On 30 Dec 2004, at 5:58 pm, Charles Yeomans wrote:
As I recall, PGP uses a symmetric algorithm for encryption -- CAST or
IDEA or something -- and uses public key encryption for the symmetric
key.
That's right. Until Diffie-Hellmann and RSA all ciphers were symmetric
- that is, the same key is used both to encrypt and decrypt the
message. The problem with any symmetric cipher is how you ensure that
only the sender and recipient know the key. That is why asymmetric
ciphers are so clever - by using the appropriate trapdoor functions
they ensure that although it is easy to get the public part of the key
from the private part, the reverse is infeasible. In the case of RSA,
finding the private key from the public key amounts to finding the
prime factors of huge numbers.
It was Phil Zimmerman (who wrote PGP) who had the insight that while
RSA was computationally intensive and so a little heavyweight for
encrypting an entire message, it was a very good way of encrypting a
short piece of text like a key. So in PGP the message itself is
encrypted using a symmetric cipher like IDEA, and the key used for that
encryption is itself encrypted using RSA. RSA is being used only to
solve the key-sharing problem rather than the encryption of the
message.
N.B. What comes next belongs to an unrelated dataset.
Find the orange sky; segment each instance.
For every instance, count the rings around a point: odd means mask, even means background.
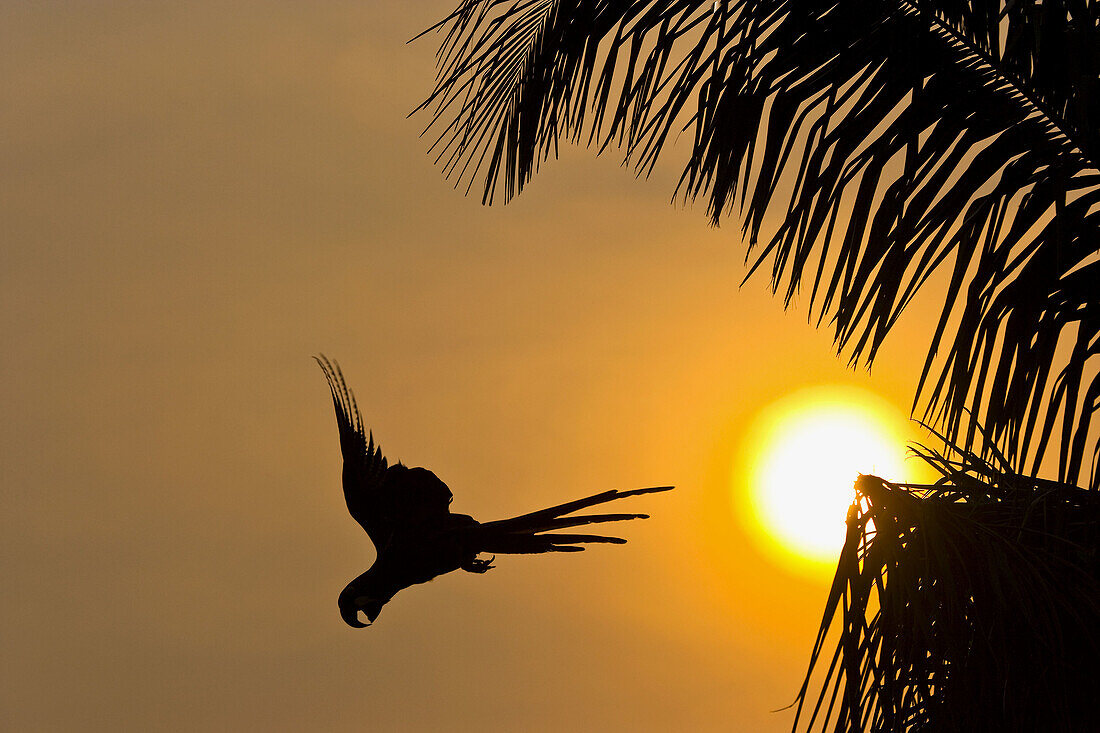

Many people do not realise that the actual cryptographic
security of a message apparently encrypted with good strong RSA is only
as good as the algorithm used to encrypt the message, which is
therefore still susceptible to being cracked if that algorithm has
flaws.
Regards,
Ian.
--
Dr Ian M Piper
ianpiper at mac dot com
--
Where is the wisdom we have lost in knowledge?
Where is the knowledge we have lost in information?